Fianna Fáil takes this responsibility very seriously. We have set out a comprehensive program of measures that can transform our political system and make it fit for purpose in a modern democracy.
Randolph Churchill once said that the “duty of an opposition is to oppose”. I simply don’t believe this and as part of the New Politics I have vowed to provide constructive opposition to the government.
The responsibility of leadership through difficult times demands that we do not engage in cheap attacks and cynical language.
I was heartened when the present government decided to hold a second Global Irish Network Conference in October.
When I was Minister for Foreign Affairs I believed that the government should do more to integrate with the Irish business people who live across the globe and who wanted to give something back to Ireland .That is why I held the inaugural conference in 2009 when 208 leading experts in business tourism, culture academia and the arts attended .There is now a very large network of leaders (over 300) who by being part of the “GIN” increase opportunities for Irish people at home and abroad .I will be attending the conference in October and I am looking forward to taking part in a constructive and active debates about Ireland and its future.
Those of us privileged to be in the service of this Republic need to take responsibility for our words and their impact.
As the leader of the opposition, Fianna Fáil will let others wallow in despondency if that is their choice.
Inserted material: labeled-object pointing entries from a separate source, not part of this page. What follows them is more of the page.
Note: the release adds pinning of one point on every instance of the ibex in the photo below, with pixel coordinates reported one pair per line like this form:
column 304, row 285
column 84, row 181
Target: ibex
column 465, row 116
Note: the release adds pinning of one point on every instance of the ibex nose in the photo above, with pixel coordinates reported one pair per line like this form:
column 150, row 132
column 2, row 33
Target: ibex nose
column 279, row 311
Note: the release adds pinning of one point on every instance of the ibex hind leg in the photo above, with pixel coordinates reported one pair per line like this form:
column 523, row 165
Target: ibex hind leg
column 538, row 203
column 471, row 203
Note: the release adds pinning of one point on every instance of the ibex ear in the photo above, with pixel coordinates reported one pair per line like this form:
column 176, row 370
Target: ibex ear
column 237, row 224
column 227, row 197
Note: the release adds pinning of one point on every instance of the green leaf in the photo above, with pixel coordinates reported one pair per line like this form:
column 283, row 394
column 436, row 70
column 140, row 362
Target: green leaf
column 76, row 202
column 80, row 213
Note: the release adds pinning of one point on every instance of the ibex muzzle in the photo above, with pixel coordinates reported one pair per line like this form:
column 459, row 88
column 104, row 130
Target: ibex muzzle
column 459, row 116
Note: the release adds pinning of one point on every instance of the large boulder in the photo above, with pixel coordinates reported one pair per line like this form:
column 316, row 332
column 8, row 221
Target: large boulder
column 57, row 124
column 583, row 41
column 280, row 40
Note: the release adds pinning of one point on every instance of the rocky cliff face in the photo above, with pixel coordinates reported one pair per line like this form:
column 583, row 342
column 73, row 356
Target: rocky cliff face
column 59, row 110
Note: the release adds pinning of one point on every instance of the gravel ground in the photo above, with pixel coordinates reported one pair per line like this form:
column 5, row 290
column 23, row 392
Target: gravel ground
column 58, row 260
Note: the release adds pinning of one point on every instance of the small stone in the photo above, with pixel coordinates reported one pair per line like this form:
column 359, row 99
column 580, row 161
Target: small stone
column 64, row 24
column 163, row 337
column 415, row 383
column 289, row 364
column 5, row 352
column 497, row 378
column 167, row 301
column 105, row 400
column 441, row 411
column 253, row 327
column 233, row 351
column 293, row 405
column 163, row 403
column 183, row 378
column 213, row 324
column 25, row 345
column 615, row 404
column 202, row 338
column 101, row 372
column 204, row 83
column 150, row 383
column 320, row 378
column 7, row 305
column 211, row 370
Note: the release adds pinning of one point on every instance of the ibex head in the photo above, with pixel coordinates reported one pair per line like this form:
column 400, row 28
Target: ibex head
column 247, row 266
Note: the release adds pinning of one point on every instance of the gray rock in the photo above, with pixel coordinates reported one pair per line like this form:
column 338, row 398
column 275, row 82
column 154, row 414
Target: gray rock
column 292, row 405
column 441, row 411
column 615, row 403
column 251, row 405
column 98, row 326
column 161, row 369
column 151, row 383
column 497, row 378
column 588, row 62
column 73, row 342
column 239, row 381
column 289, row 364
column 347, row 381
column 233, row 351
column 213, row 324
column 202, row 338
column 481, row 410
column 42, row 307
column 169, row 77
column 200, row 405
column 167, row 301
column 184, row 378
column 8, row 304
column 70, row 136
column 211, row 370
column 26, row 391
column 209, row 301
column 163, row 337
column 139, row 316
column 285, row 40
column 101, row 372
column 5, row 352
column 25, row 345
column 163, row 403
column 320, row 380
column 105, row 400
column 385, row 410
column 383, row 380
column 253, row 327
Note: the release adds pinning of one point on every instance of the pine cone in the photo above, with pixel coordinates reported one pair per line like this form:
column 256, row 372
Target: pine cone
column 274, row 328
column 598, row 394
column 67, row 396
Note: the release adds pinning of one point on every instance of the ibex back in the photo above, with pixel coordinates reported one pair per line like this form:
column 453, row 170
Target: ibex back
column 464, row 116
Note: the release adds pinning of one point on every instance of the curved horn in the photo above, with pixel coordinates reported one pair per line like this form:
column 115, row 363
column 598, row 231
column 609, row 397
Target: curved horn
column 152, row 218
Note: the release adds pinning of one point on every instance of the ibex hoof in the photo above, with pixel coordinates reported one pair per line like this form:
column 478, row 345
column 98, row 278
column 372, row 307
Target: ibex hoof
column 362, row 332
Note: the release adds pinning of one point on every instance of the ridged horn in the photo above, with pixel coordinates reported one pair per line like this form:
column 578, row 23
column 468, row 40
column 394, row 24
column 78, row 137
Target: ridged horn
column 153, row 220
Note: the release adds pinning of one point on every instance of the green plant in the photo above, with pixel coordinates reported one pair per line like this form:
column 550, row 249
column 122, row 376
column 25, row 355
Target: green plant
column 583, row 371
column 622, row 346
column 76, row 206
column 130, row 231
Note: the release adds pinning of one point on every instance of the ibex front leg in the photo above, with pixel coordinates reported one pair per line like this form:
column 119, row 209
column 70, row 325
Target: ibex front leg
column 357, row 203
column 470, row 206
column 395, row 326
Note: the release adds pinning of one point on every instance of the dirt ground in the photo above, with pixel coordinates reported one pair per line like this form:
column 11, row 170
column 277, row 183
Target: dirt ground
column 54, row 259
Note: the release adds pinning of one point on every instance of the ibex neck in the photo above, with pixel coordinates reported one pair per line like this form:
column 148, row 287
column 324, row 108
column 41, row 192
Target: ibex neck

But for our part we commit to rolling up our sleeves and providing the constructive engagement with the government that the Irish people deserve and demand.
Government decisions that benefit the country will be welcomed; worthwhile legislative proposals will be contributed to and where possible enhanced and improved. We will endeavour to put forward meaningful proposals such as the Personal Insolvency Bill we will publish next month or the Family Home Bill put forward in July. I hope the Government earnestly meets this constructive engagement as part of a cross party effort in establishing responsible leadership.
And there is much to be positive about. The most recent ERSI forecasts show that we are on track to emerge from the burden of debt and re-enter the international bond markets. The IMF has applauded the strides taken to curtail expenditure and put the public finances on a sustainable footing. The difficult measures taken over the past few years are beginning to yield dividends. Unlike the other parties who opposed all the decisions we made to enable this progress, we are committed to recognise any positive steps the government will take to build on the progress made to date.
My optimism has inspired my politics and remains at the core of what drives me on.
We need to shake off the shackles of pessimism.
We stand at an epoch defining crossroads. At home we are fighting to renew our country from a serious crisis. In Europe the dream of the Union that brought a prostrate continent off its knees and into a flagship global way of life, has faltered.
In America the political system is struggling to ignite the engine of the world’s biggest economy and confront its own debt challenges. All the while economic and political power shifts away from the traditional strongholds of the West to the rising giants of Asia. We can rise to the challenge and grasp the opportunities that these changes present.
We can resolve and work towards making the most of the changes that time inevitably brings. This is not an easy route to take. It is a path that demands commitment and vision. It is in short a path that demands leadership and positivity. And it is, let us have no illusions, the only path forward.
Leadership in difficult times is built upon commitment, vision and optimism. These are qualities that I see in the businesses you run; they are the qualities that I hope you see in yourselves. It is this leadership that see Galway emerge from our current difficulties stronger than ever, ready to meet the future with a sense of optimism and pride.